A twin-unit Karplus-Strong machine
KSSynth is the creation of Rej Poirier and brings together Bela with his Caustic music software to create a fully featured hardware synth which uses Karplus-Strong synthesis. Over to Rej:
Twin Unit Karplus-Strong
I’m a computer programmer by trade and I mainly work on audio apps for mobile. My main app is called Caustic and it’s a collection of 14 different virtual synths, effects and sequencers. Having a little bit of electronics experience, I’ve always wanted to bring one of my synth designs to life. When the Bela kickstarter campaign came along, I decided to give it a try.

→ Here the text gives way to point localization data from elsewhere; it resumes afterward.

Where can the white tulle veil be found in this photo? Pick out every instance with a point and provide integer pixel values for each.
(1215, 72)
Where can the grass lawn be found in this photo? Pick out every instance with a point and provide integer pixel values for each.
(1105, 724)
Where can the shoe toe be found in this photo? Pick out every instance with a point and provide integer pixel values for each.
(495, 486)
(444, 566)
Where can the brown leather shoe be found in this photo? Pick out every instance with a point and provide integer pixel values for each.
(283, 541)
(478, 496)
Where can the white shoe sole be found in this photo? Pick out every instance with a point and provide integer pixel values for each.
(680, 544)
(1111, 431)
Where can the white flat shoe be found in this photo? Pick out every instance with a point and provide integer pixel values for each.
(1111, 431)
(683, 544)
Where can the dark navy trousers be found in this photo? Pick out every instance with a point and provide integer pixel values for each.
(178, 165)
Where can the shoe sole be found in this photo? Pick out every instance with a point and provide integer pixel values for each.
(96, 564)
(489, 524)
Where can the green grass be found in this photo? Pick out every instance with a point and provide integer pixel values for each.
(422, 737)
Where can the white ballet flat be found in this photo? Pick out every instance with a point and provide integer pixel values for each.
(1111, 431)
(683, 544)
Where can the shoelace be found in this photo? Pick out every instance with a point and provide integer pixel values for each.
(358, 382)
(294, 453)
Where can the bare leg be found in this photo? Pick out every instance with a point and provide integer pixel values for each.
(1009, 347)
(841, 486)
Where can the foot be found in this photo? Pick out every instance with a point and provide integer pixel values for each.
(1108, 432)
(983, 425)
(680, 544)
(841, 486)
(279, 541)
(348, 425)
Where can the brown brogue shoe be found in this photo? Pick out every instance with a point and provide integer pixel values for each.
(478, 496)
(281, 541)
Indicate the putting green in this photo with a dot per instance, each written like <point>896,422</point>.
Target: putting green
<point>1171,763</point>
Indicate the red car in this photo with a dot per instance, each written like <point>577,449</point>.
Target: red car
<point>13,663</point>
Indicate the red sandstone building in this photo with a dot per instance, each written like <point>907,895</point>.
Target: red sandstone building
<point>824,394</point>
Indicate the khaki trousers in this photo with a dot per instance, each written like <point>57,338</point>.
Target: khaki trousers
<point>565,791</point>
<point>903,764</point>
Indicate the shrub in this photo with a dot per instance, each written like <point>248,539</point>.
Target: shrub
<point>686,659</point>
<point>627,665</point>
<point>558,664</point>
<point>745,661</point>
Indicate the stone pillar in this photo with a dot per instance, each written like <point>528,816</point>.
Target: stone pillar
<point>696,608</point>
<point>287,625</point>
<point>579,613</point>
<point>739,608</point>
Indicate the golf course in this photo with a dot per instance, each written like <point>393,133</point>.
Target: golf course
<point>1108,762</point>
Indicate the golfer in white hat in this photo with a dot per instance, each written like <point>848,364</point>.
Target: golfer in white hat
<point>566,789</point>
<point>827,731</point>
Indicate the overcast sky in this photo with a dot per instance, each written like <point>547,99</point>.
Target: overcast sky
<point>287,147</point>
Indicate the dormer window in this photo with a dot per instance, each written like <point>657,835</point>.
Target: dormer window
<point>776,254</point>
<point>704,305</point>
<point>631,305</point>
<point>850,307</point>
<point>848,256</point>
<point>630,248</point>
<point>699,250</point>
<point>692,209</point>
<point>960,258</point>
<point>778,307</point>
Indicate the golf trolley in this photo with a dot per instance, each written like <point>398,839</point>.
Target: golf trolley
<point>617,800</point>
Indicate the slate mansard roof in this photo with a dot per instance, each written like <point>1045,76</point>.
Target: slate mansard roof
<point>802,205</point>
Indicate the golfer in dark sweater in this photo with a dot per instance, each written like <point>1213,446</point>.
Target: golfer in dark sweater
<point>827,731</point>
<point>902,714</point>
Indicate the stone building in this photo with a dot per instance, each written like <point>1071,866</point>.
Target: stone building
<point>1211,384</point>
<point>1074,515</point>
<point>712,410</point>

I chose Caustic’s “KSSynth”, a twin unit Karplus-Strong machine because it was something that didn’t exist commercially, and while the K-S algorithm is pretty simple, keeping it in tune over a range of parameters like in-line filtering and velocity expression requires a lot of tweaking (plus I really like how it sounds!). I brought over the C++ code I needed for the synth plus a few effects and an arpeggiator and got that compiling pretty quickly on the Bela board.
For the hardware, 32 potentiometers are multiplexed into the Bela’s 8 analog input lines using four dual-4-to-1 analog multiplexer chips (CD4052) on a separate circuit board. The buttons, switches, LEDs and encoders use digital I/Os.
The acquisition code reads the 8 analog values and places these into the synth’s parameters according to which selector line is active, then increments the selector and sets up the multiplexer hardware accordingly for the next pass. A full scan runs once every 5ms so response is very good.
I’m also running a small 1602 LCD panel talking via the Bela’s I2C channel to display control values, BPM, etc. I documented my process of hooking this up to the Bela and matching voltage levels in this forum thread: https://forum.bela.io/d/99-interfacing-with-an-lcd-panel-via-i2c.
The frame is made of bent sheet metal and capped with 3D-printed side panels. The front panel design was created to fit an A4 sheet of paper, then printed on a transparent sheet, like the kind used for old overhead projectors. The sheet was then carefully glued onto the painted panel using clear epoxy and rolled out to remove air bubbles. The overall result isn’t perfect but much cheaper than a custom silk-screen job.
The input audio jack is placed at the back and provides a way to run external synths through the KSSynth’s effects chain. I have a Korg MS-20 mini that sounds great when run through a few stereo effects so this lets me either use both synths together or use the KSSynth as an effects rack for the MS-20.
Thanks to Rej for sharing this project!